The Australian Prime Minister Malcolm Turnbull released Australia’s first Naval Shipbuilding Plan last Tuesday, outlining the country’s largest shipbuilding and sustainment program with $970 million of investments.

The funds are set to develop infrastructure in Australia’s shipyards so the government can build its next generation of naval vessels in Australia, the government said. This is intended to “end the boom-bust cycle that has afflicted the industry for many years, providing certainty for local businesses and shipbuilding workers.”

Australia's Prime Minister Malcolm Turnbull. Photo: Australian Government.
Australia’s Prime Minister Malcolm Turnbull. Photo: Australian Government.

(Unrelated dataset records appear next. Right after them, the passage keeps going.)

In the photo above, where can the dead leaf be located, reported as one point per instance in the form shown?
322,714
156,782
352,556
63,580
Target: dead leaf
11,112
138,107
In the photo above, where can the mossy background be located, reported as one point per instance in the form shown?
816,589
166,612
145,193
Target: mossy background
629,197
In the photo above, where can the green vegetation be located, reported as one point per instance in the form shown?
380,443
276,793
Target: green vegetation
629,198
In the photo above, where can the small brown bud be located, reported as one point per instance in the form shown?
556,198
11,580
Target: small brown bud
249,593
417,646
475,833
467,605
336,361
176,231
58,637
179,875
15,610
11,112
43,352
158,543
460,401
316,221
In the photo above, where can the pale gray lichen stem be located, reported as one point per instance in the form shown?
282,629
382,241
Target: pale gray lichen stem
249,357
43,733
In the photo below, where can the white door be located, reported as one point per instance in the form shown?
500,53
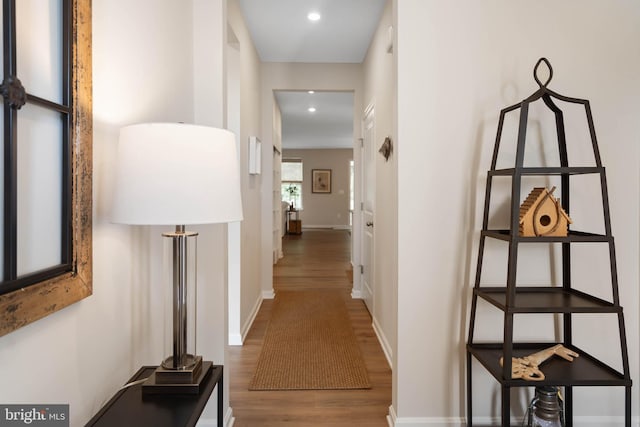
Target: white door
368,200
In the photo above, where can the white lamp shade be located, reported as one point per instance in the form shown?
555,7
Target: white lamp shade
175,174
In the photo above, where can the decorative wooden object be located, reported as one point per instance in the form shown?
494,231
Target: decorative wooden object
542,215
527,368
26,305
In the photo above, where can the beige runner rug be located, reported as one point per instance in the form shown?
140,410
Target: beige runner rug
310,345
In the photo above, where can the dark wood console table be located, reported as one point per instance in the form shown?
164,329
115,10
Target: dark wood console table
128,408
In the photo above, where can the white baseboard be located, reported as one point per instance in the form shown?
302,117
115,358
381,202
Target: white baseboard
268,294
247,325
235,339
393,420
228,421
238,339
384,343
327,227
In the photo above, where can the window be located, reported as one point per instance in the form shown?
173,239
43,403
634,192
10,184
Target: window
292,182
46,161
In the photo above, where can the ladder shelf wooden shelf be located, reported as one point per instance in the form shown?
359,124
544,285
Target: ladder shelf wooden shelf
564,299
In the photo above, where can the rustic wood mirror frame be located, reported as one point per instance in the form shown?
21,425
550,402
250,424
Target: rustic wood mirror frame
26,305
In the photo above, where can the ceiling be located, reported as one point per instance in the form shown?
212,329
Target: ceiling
281,32
330,126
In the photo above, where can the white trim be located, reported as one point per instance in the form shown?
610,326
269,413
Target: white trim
268,294
605,421
235,340
254,312
238,339
228,421
393,420
384,343
327,227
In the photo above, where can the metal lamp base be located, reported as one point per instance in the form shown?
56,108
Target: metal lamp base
173,381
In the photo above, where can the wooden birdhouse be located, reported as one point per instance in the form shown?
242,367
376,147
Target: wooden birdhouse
542,215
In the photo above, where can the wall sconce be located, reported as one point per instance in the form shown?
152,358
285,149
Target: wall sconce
255,155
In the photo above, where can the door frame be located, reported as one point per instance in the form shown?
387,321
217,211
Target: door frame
368,115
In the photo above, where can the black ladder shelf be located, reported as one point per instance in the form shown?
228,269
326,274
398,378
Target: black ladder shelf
586,370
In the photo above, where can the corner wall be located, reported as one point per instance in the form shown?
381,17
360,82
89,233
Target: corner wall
380,86
459,63
250,125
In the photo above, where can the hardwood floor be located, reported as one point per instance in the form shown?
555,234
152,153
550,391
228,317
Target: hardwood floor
317,259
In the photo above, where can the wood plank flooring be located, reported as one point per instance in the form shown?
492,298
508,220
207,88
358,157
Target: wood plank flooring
317,259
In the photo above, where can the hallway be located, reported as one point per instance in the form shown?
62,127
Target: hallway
317,259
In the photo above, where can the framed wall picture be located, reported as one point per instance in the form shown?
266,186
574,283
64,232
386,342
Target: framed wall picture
321,181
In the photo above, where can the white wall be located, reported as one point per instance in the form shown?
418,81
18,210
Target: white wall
143,63
250,125
322,210
380,91
459,63
298,76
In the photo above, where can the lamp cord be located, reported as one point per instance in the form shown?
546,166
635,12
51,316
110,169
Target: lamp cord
132,383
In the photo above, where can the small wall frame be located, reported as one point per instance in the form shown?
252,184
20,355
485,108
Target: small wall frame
321,180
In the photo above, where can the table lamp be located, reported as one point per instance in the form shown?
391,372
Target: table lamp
177,174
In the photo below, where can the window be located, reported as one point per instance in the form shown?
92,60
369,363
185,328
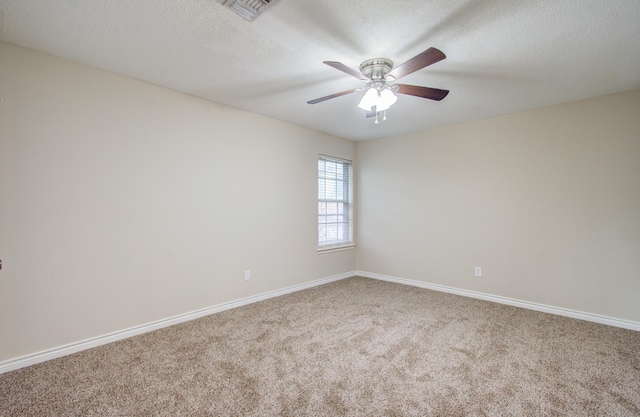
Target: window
335,203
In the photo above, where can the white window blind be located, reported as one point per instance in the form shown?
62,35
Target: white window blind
335,202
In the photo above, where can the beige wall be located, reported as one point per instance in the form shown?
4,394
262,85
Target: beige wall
546,201
122,203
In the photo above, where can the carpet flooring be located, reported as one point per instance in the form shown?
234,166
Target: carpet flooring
355,347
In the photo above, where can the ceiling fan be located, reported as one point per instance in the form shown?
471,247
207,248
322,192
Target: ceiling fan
378,73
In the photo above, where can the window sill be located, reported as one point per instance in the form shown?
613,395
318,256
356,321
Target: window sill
337,248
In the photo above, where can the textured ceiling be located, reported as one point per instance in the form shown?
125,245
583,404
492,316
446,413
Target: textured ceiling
503,56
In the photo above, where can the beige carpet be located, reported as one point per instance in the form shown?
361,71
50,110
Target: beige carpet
357,347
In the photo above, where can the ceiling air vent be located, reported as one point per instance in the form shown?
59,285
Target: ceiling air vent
249,9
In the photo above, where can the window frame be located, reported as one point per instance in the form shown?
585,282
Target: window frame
346,178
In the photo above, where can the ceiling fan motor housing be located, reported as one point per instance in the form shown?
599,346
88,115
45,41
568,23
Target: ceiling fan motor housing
376,69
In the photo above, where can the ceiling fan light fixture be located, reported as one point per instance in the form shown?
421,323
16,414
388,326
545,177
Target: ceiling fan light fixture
380,99
369,99
386,99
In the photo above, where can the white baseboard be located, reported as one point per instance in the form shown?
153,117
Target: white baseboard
625,324
45,355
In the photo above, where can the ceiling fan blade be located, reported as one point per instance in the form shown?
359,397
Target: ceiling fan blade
424,92
424,59
342,93
340,66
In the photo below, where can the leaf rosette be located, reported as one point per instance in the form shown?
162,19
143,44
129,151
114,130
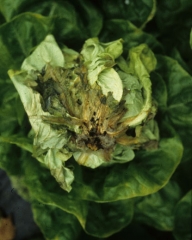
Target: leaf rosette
95,106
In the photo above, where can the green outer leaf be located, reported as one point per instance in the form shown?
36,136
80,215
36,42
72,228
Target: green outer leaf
24,32
179,99
157,209
182,223
149,172
112,216
138,58
54,223
159,90
91,15
138,12
47,52
131,35
9,8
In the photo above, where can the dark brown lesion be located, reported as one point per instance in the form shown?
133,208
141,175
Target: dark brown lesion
71,101
68,97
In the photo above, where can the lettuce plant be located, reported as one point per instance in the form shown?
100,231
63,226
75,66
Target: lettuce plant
98,115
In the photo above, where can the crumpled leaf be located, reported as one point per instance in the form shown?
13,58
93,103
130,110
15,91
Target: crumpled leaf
45,136
99,58
48,52
139,57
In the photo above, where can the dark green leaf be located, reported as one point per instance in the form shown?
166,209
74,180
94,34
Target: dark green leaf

Work will begin in 2017 on the development of infrastructure at the Osborne Naval Shipyard in South Australia while the Henderson Maritime Precinct in Western Australia will also be upgraded, the Prime Minister’s office said. This will include construction of new cranes, heavy lift transportation capability, welding stations, and upgrades to workshops and storage facilities including new steel framed sheds.

The government is also investing about $67 billion in the rolling acquisition of new submarines and the continuous build of major ships like future frigates and minor naval vessels, the announcement said,

This plan aims to ensure delivery of those new naval capabilities as set out in a 2016 Defence White Paper as well as create thousands of jobs and secure the naval shipbuilding and sustainment industry going into the future.

“The Government is delivering on its unwavering commitment to both national security and economic prosperity through the continuous building of naval vessels in Australia, while also strengthening the nation’s advanced manufacturing industrial base,” the Prime Minister’s office said in a statement.

Under this plan the Australian naval shipbuilding workforce is expected to grow to about 5,200 workers by the mid- to late-2020s. Over double that will also work in sustainment activities and throughout supply chains in the country, the government said.

The 2016 Defence White Paper called for Australia to acquire 12 new DCNS Shoftfin Barracuda 1A submarines, doubling the fleet; enhancements of the current Collins-class submarine fleet through the late 2030s; 12 major surface combatants in three Hobart-class air warfare destroyers with Aegis systems and nine future frigates optimized for anti-submarine warfare; and 12 new offshore patrol vessels.

The shipbuilding plan makes this a long term rolling acquisition with continuous builds extending for decades.

The first new submarine is set to start construction in 2022-23 and enter service in the early 2030s. Construction is expected to extend into the late 2040s with the final boat entering service by the early 2050s.

Australia selected France’s DCNS as the international partner for a future submarine project to follow the Collins-class replacements already planned. Australia and DCNS signed a contract in September to begin the design phase for this future submarine project. Lockheed Martin [LMT] was also selected as the combat system integrator for the submarines.